Advertising becomes even more personal Technology gives new meaning to micromarketing, targeting individual buyers and households
Advertising is getting more personal than ever, with marketers sending targeted messages via the Internet, cable TV, and, soon, cell phones, to potential buyers based on demographics, previous buying history or expressed interest in a product or service. Marketers call it addressable advertising.
Right now, targeting is mostly regional and anonymous. Comcast Cable, for example, offers the ability to buy commercial time in its 10 largest markets for a single event such as the Super Bowl and broadcast a different version of the same advertisement to each market. Previously, advertisers would have to buy separate slots in each market for the same results.
The Weather Channel is activating a nationwide system that will be able to broadcast ads appropriate to the local forecast. Six Flags helped test the system. In April 2004, the amusement park ran a package of commercials with each spot, promoting the park closest to the viewer. The company also had the Weather Channel broadcast one message if the forecast called for sunshine, and a second, more general brand-building message, if rain was expected.
Within a few years, marketers will be able to send messages tailored to the viewing habits of individual households based on viewing history. A household that always watches a particular sports team might receive messages inviting them to purchase tickets or team paraphernalia.

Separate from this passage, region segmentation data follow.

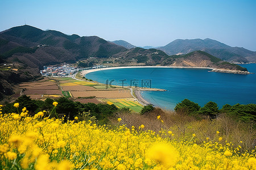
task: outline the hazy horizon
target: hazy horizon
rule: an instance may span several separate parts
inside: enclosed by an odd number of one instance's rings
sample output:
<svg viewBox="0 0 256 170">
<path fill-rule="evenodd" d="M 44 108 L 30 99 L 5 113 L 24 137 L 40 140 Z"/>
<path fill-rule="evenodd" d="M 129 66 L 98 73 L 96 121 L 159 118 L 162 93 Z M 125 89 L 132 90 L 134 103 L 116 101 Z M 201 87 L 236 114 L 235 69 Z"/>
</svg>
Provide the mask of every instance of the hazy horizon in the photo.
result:
<svg viewBox="0 0 256 170">
<path fill-rule="evenodd" d="M 0 2 L 1 31 L 26 23 L 43 30 L 164 46 L 209 38 L 256 51 L 255 1 L 79 1 Z"/>
</svg>

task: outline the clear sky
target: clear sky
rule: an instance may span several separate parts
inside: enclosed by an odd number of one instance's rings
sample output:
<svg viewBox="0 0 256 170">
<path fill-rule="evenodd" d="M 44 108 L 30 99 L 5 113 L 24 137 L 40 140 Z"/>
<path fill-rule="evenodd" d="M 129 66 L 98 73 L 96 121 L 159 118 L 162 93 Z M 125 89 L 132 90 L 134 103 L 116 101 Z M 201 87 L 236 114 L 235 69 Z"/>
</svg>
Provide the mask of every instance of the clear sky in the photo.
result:
<svg viewBox="0 0 256 170">
<path fill-rule="evenodd" d="M 26 20 L 136 46 L 210 38 L 256 51 L 256 0 L 0 0 L 0 31 Z"/>
</svg>

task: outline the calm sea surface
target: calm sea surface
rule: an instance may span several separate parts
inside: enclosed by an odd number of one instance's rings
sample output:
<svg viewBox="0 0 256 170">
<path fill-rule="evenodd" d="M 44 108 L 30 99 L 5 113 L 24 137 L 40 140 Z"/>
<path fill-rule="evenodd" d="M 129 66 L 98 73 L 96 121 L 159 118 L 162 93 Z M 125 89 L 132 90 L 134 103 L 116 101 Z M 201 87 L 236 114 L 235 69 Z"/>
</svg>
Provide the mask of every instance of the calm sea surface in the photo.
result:
<svg viewBox="0 0 256 170">
<path fill-rule="evenodd" d="M 256 64 L 241 65 L 256 73 Z M 163 88 L 165 92 L 142 92 L 148 102 L 173 110 L 188 99 L 201 106 L 209 101 L 221 108 L 225 104 L 256 104 L 256 74 L 240 75 L 208 72 L 208 69 L 130 68 L 98 71 L 86 74 L 88 79 L 112 84 Z"/>
</svg>

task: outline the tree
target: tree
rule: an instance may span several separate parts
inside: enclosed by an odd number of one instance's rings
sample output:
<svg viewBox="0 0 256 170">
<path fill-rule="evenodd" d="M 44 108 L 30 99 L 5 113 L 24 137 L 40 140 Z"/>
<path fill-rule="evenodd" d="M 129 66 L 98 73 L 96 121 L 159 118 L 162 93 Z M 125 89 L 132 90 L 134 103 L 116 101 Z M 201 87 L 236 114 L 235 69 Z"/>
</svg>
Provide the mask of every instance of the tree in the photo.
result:
<svg viewBox="0 0 256 170">
<path fill-rule="evenodd" d="M 177 104 L 174 110 L 176 112 L 179 112 L 179 110 L 182 109 L 182 112 L 185 114 L 195 115 L 197 113 L 200 109 L 200 106 L 197 103 L 185 99 L 181 101 L 181 103 Z"/>
<path fill-rule="evenodd" d="M 199 110 L 200 114 L 208 116 L 211 119 L 216 118 L 219 113 L 218 105 L 213 101 L 209 101 Z"/>
</svg>

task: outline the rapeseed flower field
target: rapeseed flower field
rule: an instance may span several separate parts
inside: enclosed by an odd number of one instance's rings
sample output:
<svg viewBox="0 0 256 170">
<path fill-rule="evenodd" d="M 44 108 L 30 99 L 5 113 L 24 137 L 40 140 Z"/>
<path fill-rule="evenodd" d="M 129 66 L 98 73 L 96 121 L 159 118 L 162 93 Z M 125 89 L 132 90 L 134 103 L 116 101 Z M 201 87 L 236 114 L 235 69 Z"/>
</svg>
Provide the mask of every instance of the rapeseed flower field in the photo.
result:
<svg viewBox="0 0 256 170">
<path fill-rule="evenodd" d="M 199 143 L 193 134 L 189 141 L 177 142 L 171 129 L 156 133 L 143 125 L 98 126 L 76 117 L 64 122 L 46 113 L 30 117 L 26 108 L 20 113 L 0 112 L 1 169 L 256 169 L 254 150 L 221 144 L 220 136 Z"/>
</svg>

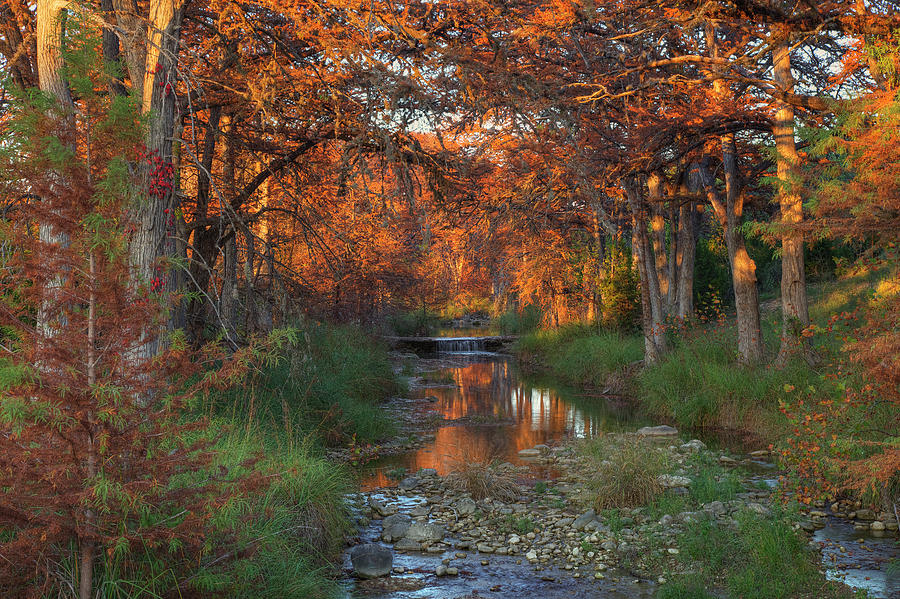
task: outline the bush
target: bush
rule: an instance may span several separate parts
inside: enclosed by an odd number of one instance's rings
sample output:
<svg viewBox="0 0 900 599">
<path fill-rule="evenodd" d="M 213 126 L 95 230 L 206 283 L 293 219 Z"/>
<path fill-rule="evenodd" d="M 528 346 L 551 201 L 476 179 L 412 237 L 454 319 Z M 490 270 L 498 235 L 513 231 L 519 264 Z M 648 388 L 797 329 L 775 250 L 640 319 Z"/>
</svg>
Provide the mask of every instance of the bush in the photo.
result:
<svg viewBox="0 0 900 599">
<path fill-rule="evenodd" d="M 613 373 L 640 360 L 644 346 L 636 336 L 569 325 L 531 333 L 519 340 L 516 350 L 526 361 L 566 383 L 602 388 Z"/>
<path fill-rule="evenodd" d="M 600 303 L 604 327 L 634 331 L 640 324 L 641 291 L 631 251 L 624 243 L 612 243 L 603 257 Z"/>
<path fill-rule="evenodd" d="M 244 427 L 278 431 L 288 444 L 315 435 L 335 445 L 376 441 L 394 428 L 378 404 L 399 391 L 387 348 L 354 326 L 310 324 L 280 359 L 203 410 Z"/>
<path fill-rule="evenodd" d="M 540 306 L 527 304 L 521 310 L 510 309 L 497 317 L 497 328 L 503 335 L 525 335 L 541 326 L 544 314 Z"/>
</svg>

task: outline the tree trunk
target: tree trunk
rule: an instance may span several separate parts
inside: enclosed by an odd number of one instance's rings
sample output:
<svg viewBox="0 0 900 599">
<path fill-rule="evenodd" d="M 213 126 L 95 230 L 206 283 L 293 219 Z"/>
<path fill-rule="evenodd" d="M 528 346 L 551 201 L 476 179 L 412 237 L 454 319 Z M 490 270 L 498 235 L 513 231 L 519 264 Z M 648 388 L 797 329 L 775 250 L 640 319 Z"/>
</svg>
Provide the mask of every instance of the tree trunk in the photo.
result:
<svg viewBox="0 0 900 599">
<path fill-rule="evenodd" d="M 715 179 L 705 161 L 699 166 L 706 197 L 725 231 L 731 285 L 734 290 L 738 328 L 738 356 L 741 363 L 754 364 L 762 359 L 762 335 L 759 328 L 759 294 L 756 288 L 756 264 L 744 243 L 741 233 L 743 201 L 740 195 L 734 138 L 722 136 L 722 157 L 725 168 L 725 204 L 719 198 Z"/>
<path fill-rule="evenodd" d="M 63 60 L 63 35 L 65 32 L 65 6 L 61 0 L 39 0 L 37 3 L 37 61 L 38 83 L 41 91 L 56 101 L 56 106 L 50 111 L 50 117 L 58 119 L 61 129 L 67 134 L 73 134 L 75 126 L 75 104 L 72 94 L 69 92 L 69 84 L 64 77 L 65 62 Z M 74 137 L 67 140 L 73 148 Z M 73 148 L 74 149 L 74 148 Z M 50 173 L 51 194 L 58 193 L 67 185 L 59 172 Z M 38 236 L 42 242 L 48 245 L 68 246 L 68 236 L 54 230 L 50 223 L 40 223 Z M 64 318 L 62 315 L 50 314 L 47 306 L 56 305 L 53 296 L 59 293 L 65 278 L 59 273 L 50 281 L 45 289 L 47 301 L 38 309 L 37 328 L 45 337 L 54 335 L 52 321 L 54 318 Z"/>
<path fill-rule="evenodd" d="M 775 48 L 772 57 L 775 85 L 792 92 L 790 37 Z M 796 168 L 799 164 L 794 142 L 794 107 L 780 102 L 772 128 L 775 135 L 777 170 L 780 188 L 778 204 L 781 211 L 781 348 L 776 363 L 784 365 L 799 352 L 808 355 L 809 348 L 801 331 L 809 326 L 809 306 L 806 298 L 806 269 L 803 258 L 803 233 L 798 225 L 803 221 L 803 201 L 800 198 Z"/>
<path fill-rule="evenodd" d="M 184 4 L 180 0 L 151 0 L 143 72 L 141 112 L 150 115 L 147 132 L 148 161 L 144 164 L 144 189 L 147 197 L 132 208 L 135 232 L 131 238 L 132 276 L 136 284 L 158 280 L 157 289 L 170 291 L 173 273 L 163 272 L 160 258 L 172 256 L 176 197 L 172 193 L 172 142 L 175 130 L 175 85 L 178 44 Z M 135 54 L 135 52 L 132 52 Z M 136 76 L 132 70 L 132 76 Z M 159 351 L 162 337 L 145 339 L 138 359 L 150 358 Z"/>
<path fill-rule="evenodd" d="M 731 265 L 734 305 L 738 329 L 738 355 L 744 364 L 757 364 L 763 358 L 759 327 L 759 291 L 756 286 L 756 263 L 747 253 L 741 221 L 744 199 L 737 172 L 734 134 L 721 137 L 722 164 L 725 170 L 725 245 Z"/>
<path fill-rule="evenodd" d="M 680 195 L 687 197 L 689 189 L 682 183 Z M 674 270 L 675 315 L 688 320 L 694 315 L 694 260 L 697 256 L 697 209 L 692 200 L 683 200 L 678 208 L 678 239 L 676 241 Z"/>
<path fill-rule="evenodd" d="M 655 364 L 666 351 L 662 310 L 659 297 L 659 281 L 647 235 L 647 214 L 644 209 L 638 183 L 625 184 L 625 193 L 631 208 L 632 252 L 638 265 L 641 287 L 641 328 L 644 333 L 644 363 Z"/>
</svg>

Of course, nothing says personal like being addressed by name, and advertisers will turn to the Internet for that level of individualization. Will consumers respond? Yes, if initial reaction is any indication.
When Google announced that messages sent and received by users of its by-invitation-only Gmail service would be read to facilitate delivery of personalized advertisements based on message content, privacy advocates sent up a billowing red flag. Nevertheless, many people want in, and are willing to pay for the free service. Access codes offered on eBay are snapped up, and Gmail hopefuls enthusiastically swap whatever they have on gmailswap.com to obtain an account. Apparently, the “cool factor” trumps privacy concerns.
Dotomi, a company that facilitates sending customized ads to Internet users, has been equally well received. More important, even after the novelty wore off, click rates continued to be high. In the ad business, that’s big news and virtually guarantees that this bandwagon will get mighty crowded over time.